The correct and authoritative recommendation was made in an Aug. 27, 1963 letter to then-Pope Paul VI from the head of the New Mexico-based Servants of the Holy Paraclete, which was founded to treat priests dealing with challenges such as alcoholism, substance abuse and sexuality. The Rev. Gerald M.C. Fitzgerald recommended to the pope that pedophile priests be removed from the ministry.
Forever.
Indeed, he later developed a plan for isolating such priests on an island, where they could live out their lives in some dignity without harming others.
Anthony DeMarco, a plaintiff attorney in Los Angeles, released the letter Wednesday. It was obtained by plaintiffs in Kentucky who are attempting to sue the Vatican for negligence in allegedly failing to alert police or the public about priests who molested children.
Even if Tod Tamberg, a spokesman for the Archdiocese of Los Angeles, is correct in arguing that the pope probably never saw the letter, it is clear that the letter gives written form to ideas that Pope Paul VI and Fitzgerald had discussed when they met. At the time Fitzgerald had two decades' experience working with problem priests and warned against leaving sexually abusive priests in the ministry.

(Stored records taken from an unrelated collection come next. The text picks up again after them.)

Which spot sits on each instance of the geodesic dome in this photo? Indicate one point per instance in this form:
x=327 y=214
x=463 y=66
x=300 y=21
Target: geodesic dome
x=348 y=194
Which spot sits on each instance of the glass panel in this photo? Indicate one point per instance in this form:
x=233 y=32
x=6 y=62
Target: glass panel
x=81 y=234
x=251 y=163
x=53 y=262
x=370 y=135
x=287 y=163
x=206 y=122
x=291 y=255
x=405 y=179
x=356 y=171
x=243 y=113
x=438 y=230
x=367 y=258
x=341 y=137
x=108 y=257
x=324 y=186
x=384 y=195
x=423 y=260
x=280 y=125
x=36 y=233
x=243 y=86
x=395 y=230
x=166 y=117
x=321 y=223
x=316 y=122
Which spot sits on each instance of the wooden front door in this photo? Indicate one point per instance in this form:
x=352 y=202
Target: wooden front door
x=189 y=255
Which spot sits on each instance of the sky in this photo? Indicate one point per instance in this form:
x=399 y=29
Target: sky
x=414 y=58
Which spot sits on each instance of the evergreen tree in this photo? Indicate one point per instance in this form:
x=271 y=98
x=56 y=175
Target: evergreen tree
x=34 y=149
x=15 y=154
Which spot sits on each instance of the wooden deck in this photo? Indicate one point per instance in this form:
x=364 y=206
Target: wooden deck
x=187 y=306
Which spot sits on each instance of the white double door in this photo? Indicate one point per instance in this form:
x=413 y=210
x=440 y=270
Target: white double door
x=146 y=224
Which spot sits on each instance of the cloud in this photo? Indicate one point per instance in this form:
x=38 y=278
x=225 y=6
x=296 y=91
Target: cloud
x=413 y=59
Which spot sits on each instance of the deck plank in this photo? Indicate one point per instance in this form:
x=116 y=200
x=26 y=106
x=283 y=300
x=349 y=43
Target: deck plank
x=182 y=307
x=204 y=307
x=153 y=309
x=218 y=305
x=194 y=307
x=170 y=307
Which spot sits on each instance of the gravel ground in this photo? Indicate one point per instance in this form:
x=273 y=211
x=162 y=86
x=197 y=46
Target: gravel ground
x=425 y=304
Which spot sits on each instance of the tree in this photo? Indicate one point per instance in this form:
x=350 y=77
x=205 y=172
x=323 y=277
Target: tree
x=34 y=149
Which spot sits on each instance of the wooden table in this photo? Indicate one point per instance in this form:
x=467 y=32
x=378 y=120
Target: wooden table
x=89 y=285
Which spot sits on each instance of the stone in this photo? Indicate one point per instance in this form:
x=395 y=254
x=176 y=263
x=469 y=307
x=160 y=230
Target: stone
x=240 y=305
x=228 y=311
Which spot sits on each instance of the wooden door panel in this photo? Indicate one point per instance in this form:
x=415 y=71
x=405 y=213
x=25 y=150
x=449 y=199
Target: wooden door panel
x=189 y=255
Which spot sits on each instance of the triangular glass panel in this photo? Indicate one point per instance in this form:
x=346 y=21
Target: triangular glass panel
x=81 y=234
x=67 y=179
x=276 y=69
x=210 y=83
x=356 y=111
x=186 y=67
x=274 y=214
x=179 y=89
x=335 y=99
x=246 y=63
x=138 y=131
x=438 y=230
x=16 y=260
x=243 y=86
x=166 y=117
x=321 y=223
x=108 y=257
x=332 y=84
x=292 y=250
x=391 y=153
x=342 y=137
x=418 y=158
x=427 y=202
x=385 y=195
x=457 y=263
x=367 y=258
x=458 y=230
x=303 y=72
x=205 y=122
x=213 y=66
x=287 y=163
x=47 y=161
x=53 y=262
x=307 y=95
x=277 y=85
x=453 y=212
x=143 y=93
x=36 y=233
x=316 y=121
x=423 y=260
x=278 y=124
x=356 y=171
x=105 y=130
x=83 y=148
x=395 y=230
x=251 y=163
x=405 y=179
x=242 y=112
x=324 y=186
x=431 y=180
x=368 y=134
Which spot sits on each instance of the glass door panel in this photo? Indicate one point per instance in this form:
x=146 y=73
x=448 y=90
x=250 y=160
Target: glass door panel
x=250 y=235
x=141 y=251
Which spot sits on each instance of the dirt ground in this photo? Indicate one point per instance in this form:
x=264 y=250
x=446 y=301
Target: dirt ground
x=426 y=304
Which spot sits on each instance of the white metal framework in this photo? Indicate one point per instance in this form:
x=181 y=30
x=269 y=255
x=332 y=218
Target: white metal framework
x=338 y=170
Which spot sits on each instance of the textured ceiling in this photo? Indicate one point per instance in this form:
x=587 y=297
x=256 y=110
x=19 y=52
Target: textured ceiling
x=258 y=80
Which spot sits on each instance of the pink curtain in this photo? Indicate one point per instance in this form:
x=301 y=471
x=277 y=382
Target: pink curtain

The letter to Pope Paul VI was not the only one Fitzgerald wrote to church officials. In 1957, Fitzgerald wrote to Archbishop Edwin V. Byrne of Santa Fe, his ecclesiastical sponsor and co-founder of the Paracletes:
“May I beg your Excellency to concur and approve of what I consider a very vital decision on our part - that we will not offer hospitality to men who have seduced or attempted to seduce little boys or girls. These men Your Excellency are devils and the wrath of God is upon them and if I were a bishops I would tremble when I failed to report them to Rome for involuntary laicization. ... It is for this class of rattlesnake I have always wished the island retreat - but even an island is too good for these vipers of whom the Gentle master said - it were better they had not been born - this is an indirect way of saying damned, is it not? When I see the Holy Father I am going to speak of this class to his Holiness.”
DeMarco said, "It [the letter to Pope Paul VI] shows without a shadow of a doubt that ... how pervasive the problem was was communicated to the pope. He was able to share with him their knowledge of how pervasive this problems was, how destructive this problem was."
Whether plaintiffs in this case are successful in their effort to bring action directly against the Pope or not, the days of persuasive basic denial are over.
The letter tells us that the well-documented recommendations of the Roman Catholic Church's expert on such matters were communicated directly to then-Pope Paul VI almost five decades ago
Had those recommendations been heeded, so much of the devastation brought to the lives of the young by serial clerical abusers would never have occurred at all. Victims known and unknown, counted and uncounted, would have had real childhoods and would have grown up whole.